Странное ощущение, будто ты откуда-то прибыл и куда-то направляешься, на мгновение посещает тебя, когда ты разбираешь оставшиеся от умерших вещи, когда появляются на свет божий несколько изображений прадеда и прапрадеда, пожелтевшая выписка столетней давности из метрической книги. На мгновение словно становится видимым поток, в котором когда-нибудь окажутся и твои фотографии… Но в конце концов ты с грустью приходишь к выводу: большая часть вещей, связанных с минувшими жизнями, годится лишь для того, чтобы попасть в мешок с мусором: ведь те, минувшие жизни перестали быть жизнями, а считается только то, что живет, и ты понимаешь, что и твоя жизнь, жизнь того, кто разбирает все это барахло, будет считаться жизнью, лишь пока ты жив, а потом потеряет смысл, как и все, что изымается из оборота.

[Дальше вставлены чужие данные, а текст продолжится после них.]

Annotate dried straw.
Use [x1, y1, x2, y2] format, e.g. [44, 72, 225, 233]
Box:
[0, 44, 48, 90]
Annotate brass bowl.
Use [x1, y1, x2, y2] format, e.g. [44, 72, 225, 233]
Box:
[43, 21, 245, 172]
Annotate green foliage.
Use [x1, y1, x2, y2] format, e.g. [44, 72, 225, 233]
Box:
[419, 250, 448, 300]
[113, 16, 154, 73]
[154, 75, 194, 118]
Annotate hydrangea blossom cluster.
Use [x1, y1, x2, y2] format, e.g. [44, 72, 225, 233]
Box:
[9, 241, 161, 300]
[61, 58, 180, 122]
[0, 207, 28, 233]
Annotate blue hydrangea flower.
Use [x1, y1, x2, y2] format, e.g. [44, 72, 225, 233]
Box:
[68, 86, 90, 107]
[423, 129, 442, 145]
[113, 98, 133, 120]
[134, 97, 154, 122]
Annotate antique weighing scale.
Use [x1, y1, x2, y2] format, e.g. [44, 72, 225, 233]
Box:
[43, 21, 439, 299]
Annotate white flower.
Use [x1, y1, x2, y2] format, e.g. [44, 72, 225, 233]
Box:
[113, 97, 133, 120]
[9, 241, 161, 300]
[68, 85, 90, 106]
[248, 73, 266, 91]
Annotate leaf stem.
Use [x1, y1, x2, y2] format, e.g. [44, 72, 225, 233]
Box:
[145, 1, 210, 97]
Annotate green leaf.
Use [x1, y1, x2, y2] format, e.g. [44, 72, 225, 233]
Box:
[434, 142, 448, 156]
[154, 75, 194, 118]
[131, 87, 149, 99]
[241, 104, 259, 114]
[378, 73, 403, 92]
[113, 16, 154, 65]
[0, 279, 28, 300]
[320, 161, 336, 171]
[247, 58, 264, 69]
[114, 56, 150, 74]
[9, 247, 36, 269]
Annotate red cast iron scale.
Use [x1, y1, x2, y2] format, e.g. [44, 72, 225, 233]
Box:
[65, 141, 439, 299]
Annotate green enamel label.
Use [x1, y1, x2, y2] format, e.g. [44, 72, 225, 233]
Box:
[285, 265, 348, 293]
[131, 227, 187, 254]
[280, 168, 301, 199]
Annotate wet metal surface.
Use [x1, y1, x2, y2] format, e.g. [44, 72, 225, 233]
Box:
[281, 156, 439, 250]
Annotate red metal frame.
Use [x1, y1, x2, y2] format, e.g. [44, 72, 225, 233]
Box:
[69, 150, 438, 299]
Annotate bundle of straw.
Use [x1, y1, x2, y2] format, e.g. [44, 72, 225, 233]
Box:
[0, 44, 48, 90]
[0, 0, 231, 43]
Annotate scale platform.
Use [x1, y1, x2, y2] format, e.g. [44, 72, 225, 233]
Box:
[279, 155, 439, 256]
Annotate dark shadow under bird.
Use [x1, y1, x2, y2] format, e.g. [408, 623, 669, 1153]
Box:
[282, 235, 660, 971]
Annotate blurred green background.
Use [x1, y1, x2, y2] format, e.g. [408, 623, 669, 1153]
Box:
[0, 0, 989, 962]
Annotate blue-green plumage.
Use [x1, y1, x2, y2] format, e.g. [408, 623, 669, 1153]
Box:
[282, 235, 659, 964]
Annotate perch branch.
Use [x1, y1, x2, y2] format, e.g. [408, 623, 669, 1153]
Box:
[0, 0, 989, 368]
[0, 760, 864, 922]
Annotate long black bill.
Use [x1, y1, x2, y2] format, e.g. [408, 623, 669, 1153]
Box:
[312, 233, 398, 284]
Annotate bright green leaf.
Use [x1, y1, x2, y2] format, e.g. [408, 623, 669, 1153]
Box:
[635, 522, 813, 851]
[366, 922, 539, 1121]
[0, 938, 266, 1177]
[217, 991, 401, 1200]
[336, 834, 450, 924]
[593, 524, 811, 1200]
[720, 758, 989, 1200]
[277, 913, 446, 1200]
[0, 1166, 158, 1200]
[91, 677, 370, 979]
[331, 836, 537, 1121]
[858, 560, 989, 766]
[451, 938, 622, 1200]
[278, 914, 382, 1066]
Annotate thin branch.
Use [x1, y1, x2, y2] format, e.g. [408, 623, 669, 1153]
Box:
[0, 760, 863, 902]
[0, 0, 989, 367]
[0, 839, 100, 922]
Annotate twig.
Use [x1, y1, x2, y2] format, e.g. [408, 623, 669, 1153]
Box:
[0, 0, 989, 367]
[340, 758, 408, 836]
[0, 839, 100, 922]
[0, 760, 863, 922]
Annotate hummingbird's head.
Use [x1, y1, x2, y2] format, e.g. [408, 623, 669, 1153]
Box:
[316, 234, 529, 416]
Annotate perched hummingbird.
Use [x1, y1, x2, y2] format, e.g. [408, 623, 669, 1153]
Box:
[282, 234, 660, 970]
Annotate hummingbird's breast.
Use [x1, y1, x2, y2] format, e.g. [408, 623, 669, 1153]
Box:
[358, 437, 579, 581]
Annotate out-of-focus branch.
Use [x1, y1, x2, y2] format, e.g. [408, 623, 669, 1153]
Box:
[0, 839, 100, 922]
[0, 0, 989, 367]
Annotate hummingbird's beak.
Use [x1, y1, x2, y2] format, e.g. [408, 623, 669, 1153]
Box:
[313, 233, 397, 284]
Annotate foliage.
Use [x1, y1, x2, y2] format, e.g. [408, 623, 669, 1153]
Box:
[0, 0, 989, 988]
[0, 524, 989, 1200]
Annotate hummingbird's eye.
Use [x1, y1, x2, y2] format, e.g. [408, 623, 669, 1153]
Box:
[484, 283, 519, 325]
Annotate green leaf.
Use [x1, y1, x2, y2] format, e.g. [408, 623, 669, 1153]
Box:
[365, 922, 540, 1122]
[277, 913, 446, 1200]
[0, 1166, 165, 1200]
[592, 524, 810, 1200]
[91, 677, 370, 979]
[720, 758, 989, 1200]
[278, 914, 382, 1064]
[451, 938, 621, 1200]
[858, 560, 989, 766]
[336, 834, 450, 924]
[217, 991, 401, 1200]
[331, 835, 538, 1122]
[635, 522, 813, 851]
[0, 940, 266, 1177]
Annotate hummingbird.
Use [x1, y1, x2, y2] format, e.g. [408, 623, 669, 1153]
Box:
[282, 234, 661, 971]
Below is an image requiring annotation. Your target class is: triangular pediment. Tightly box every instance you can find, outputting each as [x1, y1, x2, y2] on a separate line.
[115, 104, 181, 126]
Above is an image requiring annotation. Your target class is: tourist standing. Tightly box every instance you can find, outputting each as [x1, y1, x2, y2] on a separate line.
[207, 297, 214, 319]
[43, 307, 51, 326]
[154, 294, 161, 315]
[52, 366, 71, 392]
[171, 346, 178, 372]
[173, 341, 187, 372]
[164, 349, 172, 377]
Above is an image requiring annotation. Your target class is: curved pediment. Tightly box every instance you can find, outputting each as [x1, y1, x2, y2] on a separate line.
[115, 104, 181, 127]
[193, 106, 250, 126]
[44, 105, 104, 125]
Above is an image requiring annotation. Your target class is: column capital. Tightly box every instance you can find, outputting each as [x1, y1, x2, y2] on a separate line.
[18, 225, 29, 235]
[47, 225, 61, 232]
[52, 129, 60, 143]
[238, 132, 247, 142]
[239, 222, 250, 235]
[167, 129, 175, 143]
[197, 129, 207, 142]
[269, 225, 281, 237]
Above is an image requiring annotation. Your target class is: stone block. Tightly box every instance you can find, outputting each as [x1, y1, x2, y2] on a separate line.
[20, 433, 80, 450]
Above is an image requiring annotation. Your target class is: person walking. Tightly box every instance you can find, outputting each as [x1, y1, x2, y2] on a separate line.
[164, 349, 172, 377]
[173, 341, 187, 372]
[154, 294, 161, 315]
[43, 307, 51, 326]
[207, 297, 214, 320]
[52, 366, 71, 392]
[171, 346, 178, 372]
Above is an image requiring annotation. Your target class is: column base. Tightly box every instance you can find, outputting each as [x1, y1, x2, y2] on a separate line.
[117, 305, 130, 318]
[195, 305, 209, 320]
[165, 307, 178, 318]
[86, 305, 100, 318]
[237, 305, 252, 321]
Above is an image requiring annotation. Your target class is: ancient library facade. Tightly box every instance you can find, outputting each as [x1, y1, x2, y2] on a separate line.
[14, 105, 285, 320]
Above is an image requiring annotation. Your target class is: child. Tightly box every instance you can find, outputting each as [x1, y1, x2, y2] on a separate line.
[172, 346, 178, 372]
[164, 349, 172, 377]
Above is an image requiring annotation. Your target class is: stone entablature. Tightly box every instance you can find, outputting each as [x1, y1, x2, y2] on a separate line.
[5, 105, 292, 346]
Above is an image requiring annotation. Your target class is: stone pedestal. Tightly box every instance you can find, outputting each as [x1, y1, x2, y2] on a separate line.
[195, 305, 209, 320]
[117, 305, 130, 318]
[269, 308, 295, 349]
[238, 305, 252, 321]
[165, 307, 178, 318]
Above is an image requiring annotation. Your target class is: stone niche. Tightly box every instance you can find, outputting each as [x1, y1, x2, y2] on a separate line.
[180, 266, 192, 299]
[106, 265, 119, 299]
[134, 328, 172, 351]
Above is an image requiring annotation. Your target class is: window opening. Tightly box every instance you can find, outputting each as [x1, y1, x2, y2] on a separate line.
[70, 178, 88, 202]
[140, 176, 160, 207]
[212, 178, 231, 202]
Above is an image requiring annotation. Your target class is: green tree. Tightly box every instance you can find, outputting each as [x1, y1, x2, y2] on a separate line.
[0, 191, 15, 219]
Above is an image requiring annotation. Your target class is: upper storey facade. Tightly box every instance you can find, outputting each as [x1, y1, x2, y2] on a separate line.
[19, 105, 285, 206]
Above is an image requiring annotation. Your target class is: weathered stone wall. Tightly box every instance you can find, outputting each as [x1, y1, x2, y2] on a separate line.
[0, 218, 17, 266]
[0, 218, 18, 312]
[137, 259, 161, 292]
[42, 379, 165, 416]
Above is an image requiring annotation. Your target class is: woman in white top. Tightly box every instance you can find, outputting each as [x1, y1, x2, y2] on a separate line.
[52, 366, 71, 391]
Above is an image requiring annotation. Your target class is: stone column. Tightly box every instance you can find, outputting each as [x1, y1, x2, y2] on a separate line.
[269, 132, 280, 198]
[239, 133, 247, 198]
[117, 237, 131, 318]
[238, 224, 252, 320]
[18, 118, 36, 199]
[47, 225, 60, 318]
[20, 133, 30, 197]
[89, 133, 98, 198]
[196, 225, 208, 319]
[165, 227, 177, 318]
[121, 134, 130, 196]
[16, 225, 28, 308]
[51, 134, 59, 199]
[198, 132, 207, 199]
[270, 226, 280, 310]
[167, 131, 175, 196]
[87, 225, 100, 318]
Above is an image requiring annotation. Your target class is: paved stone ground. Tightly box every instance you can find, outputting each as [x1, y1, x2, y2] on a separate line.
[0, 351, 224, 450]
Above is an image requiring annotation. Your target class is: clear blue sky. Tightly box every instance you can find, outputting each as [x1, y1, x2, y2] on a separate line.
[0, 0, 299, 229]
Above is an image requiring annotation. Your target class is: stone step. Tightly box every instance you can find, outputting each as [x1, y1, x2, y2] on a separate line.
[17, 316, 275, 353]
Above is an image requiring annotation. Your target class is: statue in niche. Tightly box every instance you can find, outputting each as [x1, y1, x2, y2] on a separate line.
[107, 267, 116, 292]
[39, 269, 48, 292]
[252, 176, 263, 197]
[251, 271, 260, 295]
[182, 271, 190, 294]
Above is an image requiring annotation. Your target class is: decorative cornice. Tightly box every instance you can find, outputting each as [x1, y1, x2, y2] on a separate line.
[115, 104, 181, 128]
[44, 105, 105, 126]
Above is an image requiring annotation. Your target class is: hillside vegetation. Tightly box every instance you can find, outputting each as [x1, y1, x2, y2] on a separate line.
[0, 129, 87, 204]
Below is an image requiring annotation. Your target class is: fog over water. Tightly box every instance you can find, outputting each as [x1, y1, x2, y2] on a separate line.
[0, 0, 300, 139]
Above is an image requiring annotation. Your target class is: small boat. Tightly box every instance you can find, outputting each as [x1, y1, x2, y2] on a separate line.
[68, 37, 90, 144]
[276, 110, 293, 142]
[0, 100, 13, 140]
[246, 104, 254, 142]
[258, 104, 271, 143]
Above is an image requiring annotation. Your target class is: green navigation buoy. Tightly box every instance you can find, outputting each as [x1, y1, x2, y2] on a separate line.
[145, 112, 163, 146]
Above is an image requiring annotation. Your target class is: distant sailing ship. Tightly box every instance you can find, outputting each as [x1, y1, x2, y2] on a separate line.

Он не мог смириться с тем, что для него нет той, другой жизни, которую он способен был представить себе как жизнь возможную, не мог принять, что от той, возможной жизни он вынужден отказаться, причем не из-за кого-то другого, а всего лишь по собственной слабости, по причине того, что не верил в возможность нового забега во времени. Он не мог представить себя через десять лет с двумя детьми и с той, другой женщиной, но с теми же самыми проблемами, которые однажды уже пережил. Что снова будут вставать вопросы, хватит ли денег на летний лагерь для детей и на поездку к морю, на брекеты, на очки, и, естественно, чтобы просто хватало на жизнь. Что отношения с той женщиной, с которой он мог бы переписать свою прежнюю жизнь, наполнятся напряженностью; к тому же у него, начинающего стареть, теряющего уверенность в себе мужчины, появится ревность, и она все сильнее будет отравлять его сердце. Он вечно будет следить за женщиной, убежденный, что для этого есть серьезные основания, ему все станет подозрительным: новое платье, новый сослуживец, только что переехавший новый сосед. Он не решился углубляться во все эти новые обстоятельства, он сбежал от них. Но забыть возможность этой жизни он не мог. Он стал другим.
Ты стал другим, говорила я, но напрасно я это ему говорила, он всегда отвечал одно и то же: вот если бы я тогда это заметила, когда он в самом деле стал другим. Ведь я должна была заметить, ведь у него на лбу было огромными буквами написано, что что-то не то, что-то не в порядке, – но тогда я не заметила, а теперь что толку: уже поздно.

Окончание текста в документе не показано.